From Wikipedia, the free encyclopedia
Jump to: navigation, search

The Panther 21 is a group of twenty-one Black Panther members who were arrested and accused of planned coordinated bombing and long-range rifle attack on two police stations and an education office in New York City.[1] The trial eventually collapsed and the twenty-one members were acquitted.[2]

Attempted bombings[edit]

Three attacks were planned for Friday, January 17, 1969 at 9 am. Dynamite had been placed in the three locations:

Attack Result
Bronx Forty-fourth precinct police station Dynamite sticks at the Forty-fourth Precinct station had been switched by a police undercover agent with phonies, so that only a blasting cap exploded
Manhattan Twenty-fourth Precinct police station The fuse on the phoney sticks had been improperly lit
Queens Board of Education office Real dynamite which was from a source other than the undercover police blew a hole in the side of the building

At the Queens school near the forty-fourth precinct station, one Panther, nineteen-year-old Joan Bird, was arrested, while two men escaped. The men left behind a long-range rifle with which they had planned to shoot at the police as they rushed out of the burning building after the explosion.[1]

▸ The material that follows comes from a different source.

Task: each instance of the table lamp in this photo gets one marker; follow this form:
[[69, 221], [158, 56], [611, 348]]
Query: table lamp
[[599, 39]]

Indictments and incarceration[edit]

On April 2, 1969 twenty-one Black Panther members were indicted. The number dropped from twenty-one to thirteen, who were arraigned before Judge Charles Marks with bail set at $100,000. Joseph A. Phillips from the District Attorney's Office led the prosecution, with Jeffrey Weinsten as his assistant.[1][3] The Panthers were charged with conspiracy to kill several police officers and to destroy a number of buildings, including four police stations, five department stores, and the Bronx Botanical Gardens.[4]

Trial[edit]

The District Attorney read Chairman Mao Zedong's Little Red Book and showed the court the movie The Battle of Algiers.[3]

At the time, the eight-month trial was the longest and most expensive in New York State history.[3]

Acquittal[edit]

The Black Panther members were acquitted on May 12, 1971 of all 156 charges.[2][3]